Here are some of the key issues to address:
- How do we keep the learning process going without putting our learners at risk?
- How do we continue to use learning to build our business culture if learners are not coming together?
- How do we effectively engage learners in the virtual learning process?
- What impact will the “new normal” have on the way we define, design, develop, deliver, and maintain learning going forward?
- What processes will we need to design and build learning for the new mix of delivery channels?
- How will we engage subject matter experts to build the new learning, and to support its delivery?
- How do we retrofit today’s learning content for tomorrow’s world?
- How do we create blended learning solutions to provide the right mix of foundation, immersion, and reinforcement? And how will the immersion piece work in a more virtual learning world?
- How do we create, maintain, and protect the right technology environment for the new learning world?
- How can we effectively and correctly measure the impact of learning in this new environment?
So how do we deal with all of this? Several suggestions:
1. Accept the change
This is definitely not a case of “this too shall pass”. While some normalcy will certainly return, it is not likely that we will ever see the old “status quo” again. And this will apply both to what we teach people and how we teach it. The first challenges will center on the learning that the business now needs (e.g., “How do we now serve our customers?”) and the ways in which we deliver that learning (e.g., “What are the rules for bringing people together?”).
2. Up the ante on learning governance
Every business organization has some way that it is governing learning today, whether formally or informally. The more that the “new normal” of learning distributes learning activities (more done remotely and/or self-paced), the more important the learning governance process becomes. So this juncture is an opportunity to strengthen the learning governance process as you try to address the issues (and opportunities) that the new environment presents.
3. Leverage the opportunities
Your wishes for more distance learning have now been granted – with a vengeance. Look at what has worked well in this arena and build on it. Demonstrate the value – both in learning gained and travel and time costs saved. And for those things that did not work – see what you can learn from the experience.

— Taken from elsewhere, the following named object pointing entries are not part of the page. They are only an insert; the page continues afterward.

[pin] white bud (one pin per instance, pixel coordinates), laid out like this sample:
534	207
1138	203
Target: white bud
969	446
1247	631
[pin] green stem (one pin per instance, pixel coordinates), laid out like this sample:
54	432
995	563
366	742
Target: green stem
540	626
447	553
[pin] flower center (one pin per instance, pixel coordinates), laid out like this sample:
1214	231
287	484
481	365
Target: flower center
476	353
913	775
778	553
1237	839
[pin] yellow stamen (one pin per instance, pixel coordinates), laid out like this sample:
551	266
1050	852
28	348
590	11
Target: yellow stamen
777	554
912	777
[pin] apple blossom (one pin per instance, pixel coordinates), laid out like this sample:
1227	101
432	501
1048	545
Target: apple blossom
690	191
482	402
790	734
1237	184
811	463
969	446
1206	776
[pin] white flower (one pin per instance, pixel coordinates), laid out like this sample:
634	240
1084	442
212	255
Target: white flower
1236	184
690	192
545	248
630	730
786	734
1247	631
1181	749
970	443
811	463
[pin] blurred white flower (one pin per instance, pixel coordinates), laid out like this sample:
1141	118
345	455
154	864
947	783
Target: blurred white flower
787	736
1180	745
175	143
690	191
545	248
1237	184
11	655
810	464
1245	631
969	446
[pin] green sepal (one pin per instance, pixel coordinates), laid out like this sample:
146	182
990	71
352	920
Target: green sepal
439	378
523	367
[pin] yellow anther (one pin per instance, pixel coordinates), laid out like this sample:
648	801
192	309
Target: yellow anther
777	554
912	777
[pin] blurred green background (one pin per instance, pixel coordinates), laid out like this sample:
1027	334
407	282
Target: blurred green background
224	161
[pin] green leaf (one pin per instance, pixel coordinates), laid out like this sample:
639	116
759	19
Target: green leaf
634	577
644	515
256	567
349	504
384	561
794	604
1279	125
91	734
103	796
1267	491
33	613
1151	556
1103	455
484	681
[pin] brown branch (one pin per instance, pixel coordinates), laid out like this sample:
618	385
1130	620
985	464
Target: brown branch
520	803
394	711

Whatever was on your agenda before needs to be re-assessed. Does it still match the business needs? Are you still focused on those things that are most important, both to learning and to the business? Do you now need to focus on redesigning those programs that may no longer work the way they used to?
Many organizations will find that the skills needed to design, develop, and deliver learning for this new environment are different from those that served you well up till now. The ways that you engage learners in remote learning require a different approach, and the tools and skills needed to design remote learning are quite different as well. This should factor into the way upskill staff, what you choose to outsource, and your future hiring decisions.
6. Measure differently
A world filled with more virtual learning, more distributed learning, and more learning on demand requires a different measurement approach. Participation needs to be measured differently, as does satisfaction, retention, and application. Make sure that you acknowledge this difference upfront and build it into the design and implementation of future learning solutions.
Necessity may be forcing you to address some of these suggestions already. But it’s important to step back and make sure that you have all of these on your learning governance agenda.